3rd November 2016 | Posted by Katie Deadman
Across the recruitment sector and beyond, the initial response to Brexit was one of shock. We noticed a definite slowdown in the immediate aftermath of the referendum result, leading to quieter summer than expected across the sector. It now seems like the market is continuing on the pre-referendum upward turn, through only time will tell what the true, long-term impact of the vote will be.
Prior to the referendum, the market had just recovered from a post-recession downturn, and was in the midst of a talent shortage. Brexit has brought no changes here – there is still a shortage of high quality candidates in financial accounting and few newly qualified accountants seem willing to leave the Big Four, with even fewer moving from practice to industry.
That said, there is now a different problem to contend with as candidates are, understandably, more concerned about job security post-Brexit. Whilst Brexit fever has subsided compared to what we saw in the immediate aftermath, it is still a factor affecting the decision making process for candidates. We’re finding that candidates are not only less willing to move but are now much more cautious about the types of companies and sectors they would consider moving to.
New survey data from the Association of Professional Staffing Companies (APSCo) on hiring post-Brexit reveals that temporary and contract vacancies dipped across the professional staffing market in August, as in July. However, the finance and accounting sector was the clear exception, with vacancies increasing by 16% in August. APSCo data also showed that permanent vacancies within financial services have increased 5% year-on-year, indicating long-term market confidence.
The British financial services sector has historically proven very attractive to foreign nationals. However, since the referendum, prospective candidates from within the EU are already thinking twice about moving to the UK. We’ve even had one of our overseas candidates pull out in the middle of the recruitment process as a direct result of the announcement on 24 June.

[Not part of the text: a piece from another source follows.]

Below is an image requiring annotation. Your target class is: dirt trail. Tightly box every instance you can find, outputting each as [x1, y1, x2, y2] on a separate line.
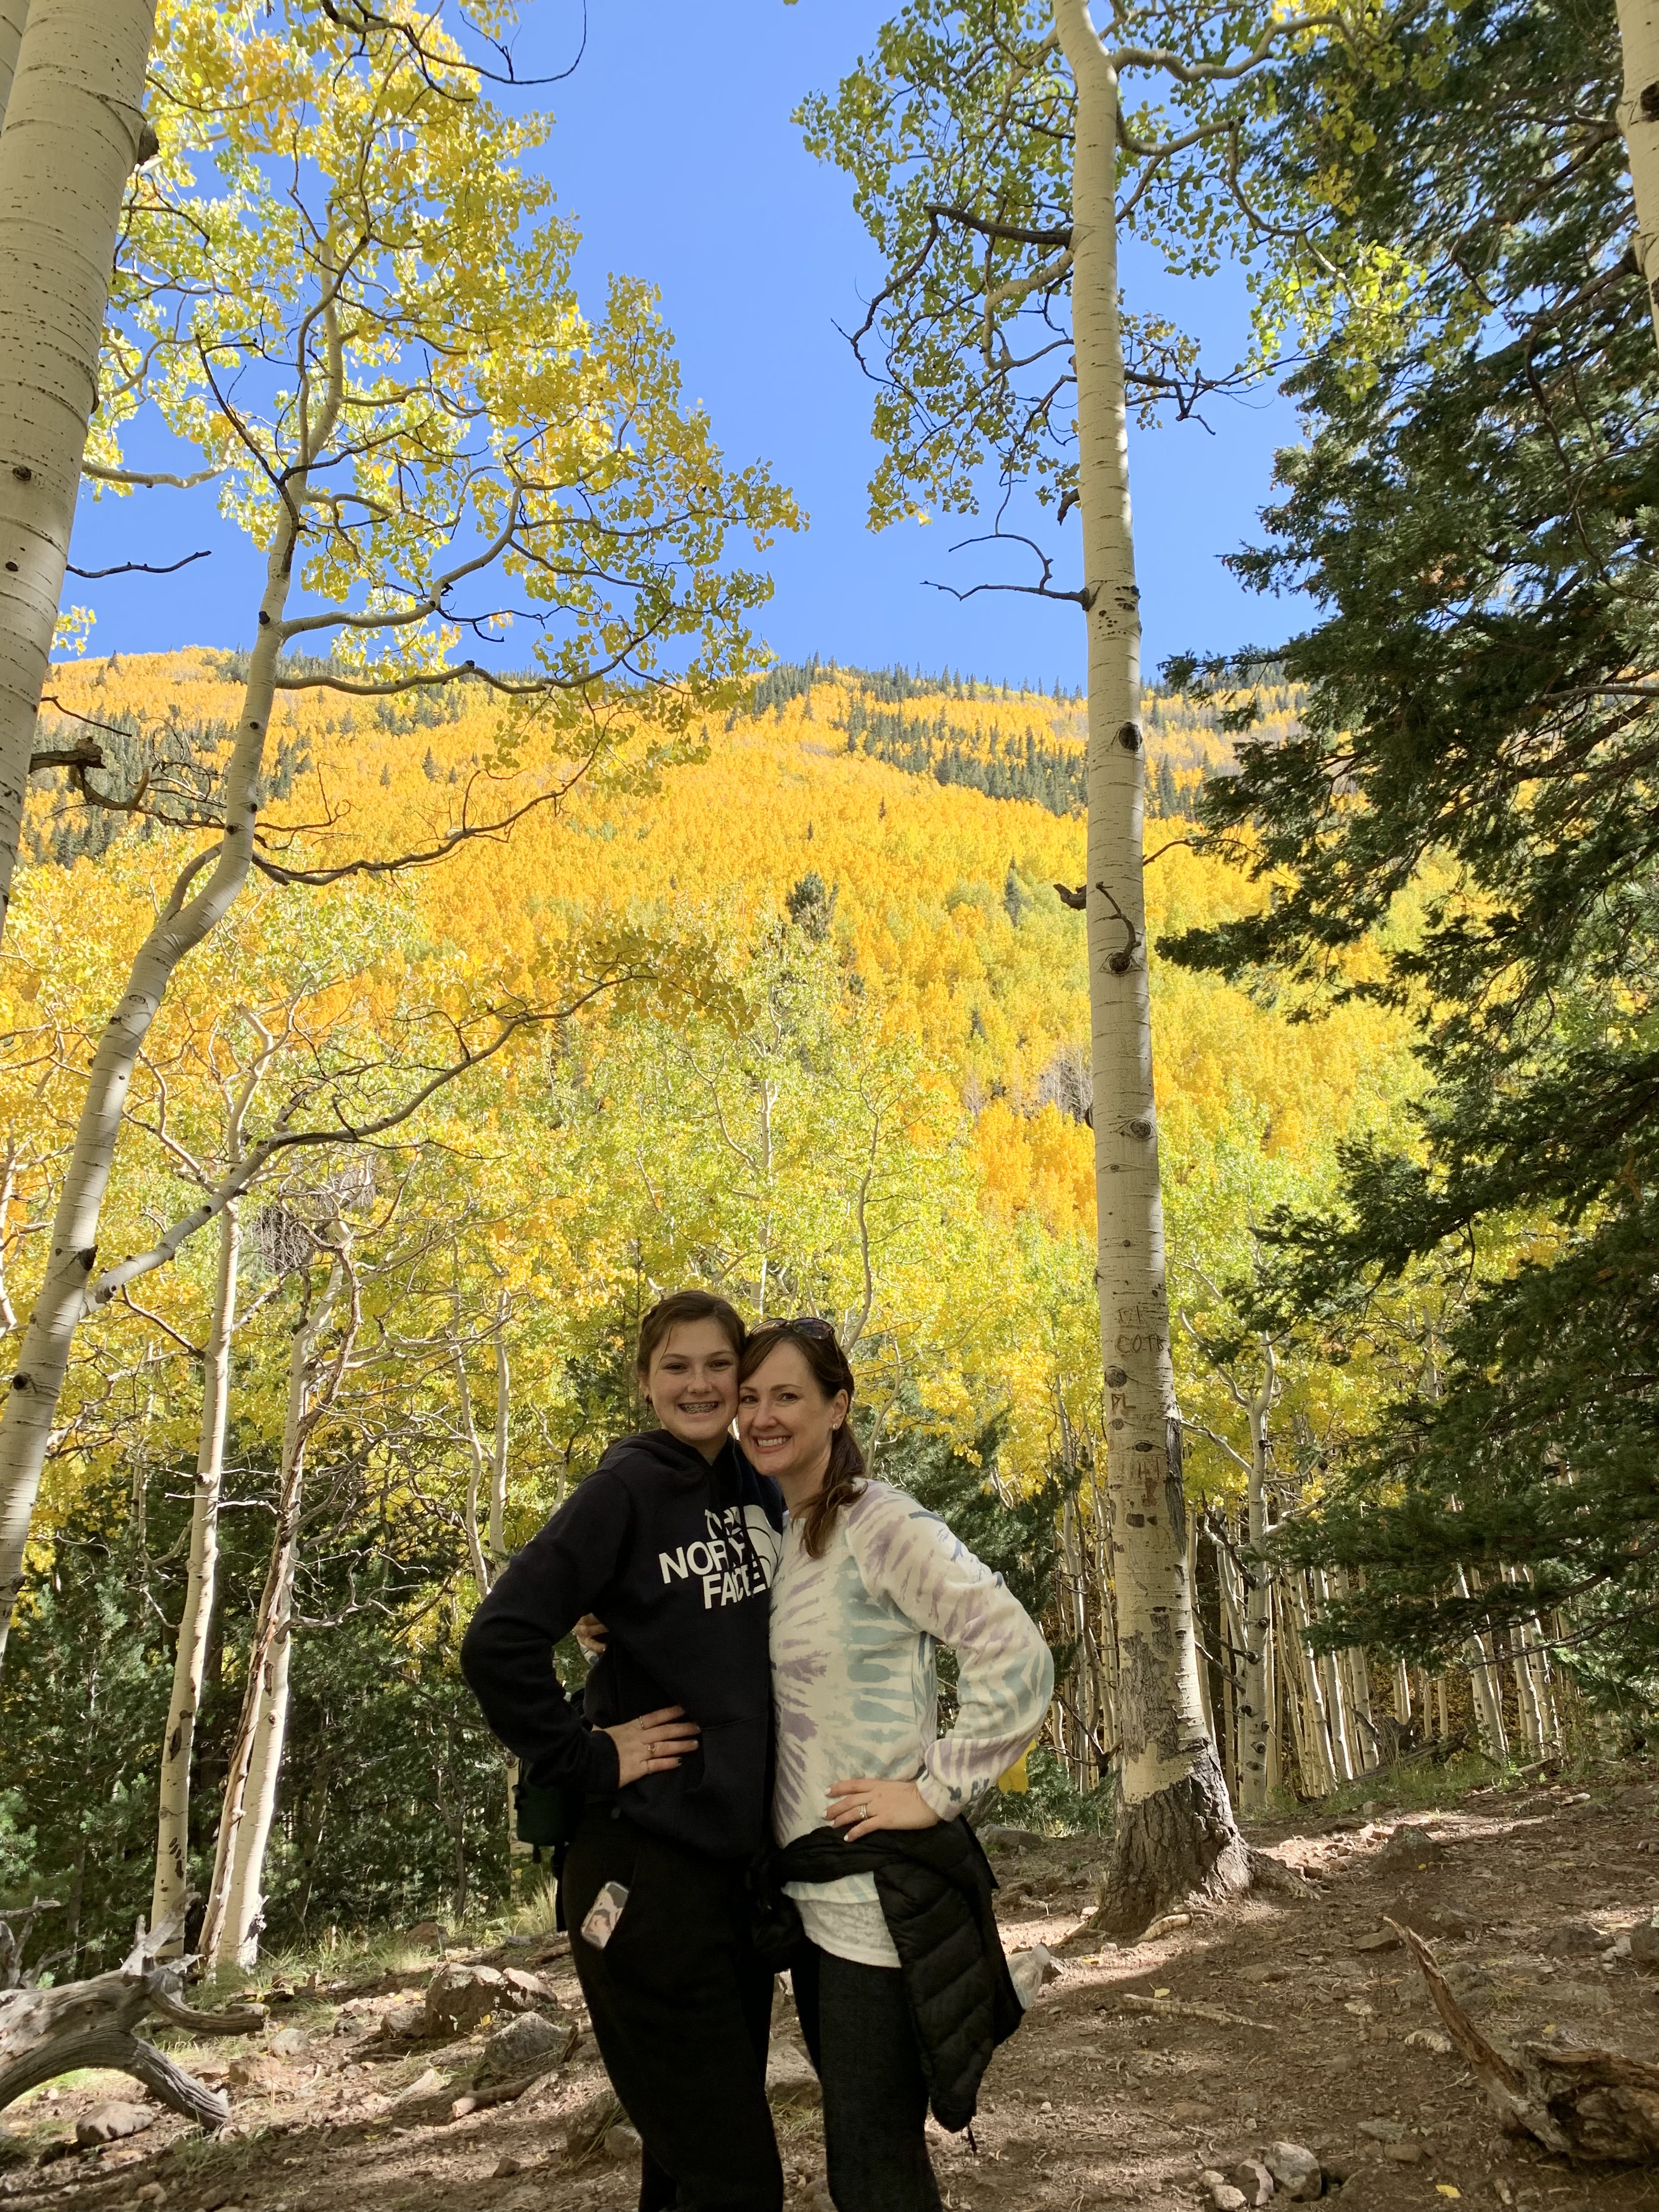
[4, 1765, 1657, 2212]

It is hard to see a solution and we will have to wait until there is a decision on the rights of EU citizens to work in the UK. In the meantime, it will make international recruitment a difficult landscape to navigate and could cost companies dearly, with high priced contractors exploiting the lack of supply.
For accountancy practices, Brexit may actually represent an opportunity, with clients actively seeking advice and direction on how to deal with the impact of the vote, and they can expect this to continue. As businesses throughout the UK prepare for Article 50 to be invoked next year they will need expert help to cope with the changes that a new trading environment will bring.
The biggest question currently facing British industry is when to enact contingency planning, with many companies concerned about the wisdom of leaving the single market.
The recruitment industry is working hard to fill roles but the market in general remains fairly static, especially for middle and senior management roles. It is not only taking longer to fill roles, but companies have fewer candidates to choose from.
It is hard for companies to attract the very best candidates while keeping costs under control, as it is a competitive market and there is a shortage of high calibre candidates. In terms of recruiting the best talent, it is not just a case of offering a high salary or even a competitive package.
Candidates are looking for soft benefits, such as flexible working hours and then it is about the nature of the role – whether they like the culture of the business and, most importantly, the opportunities for career progression in both the short and long term.
The result of the referendum will without doubt have an enormous impact on the UK financial services sector, but when it comes to recruitment today, the biggest differentiator is the ability to provide real evidence of career progression within the business and a defined career plan for the candidate.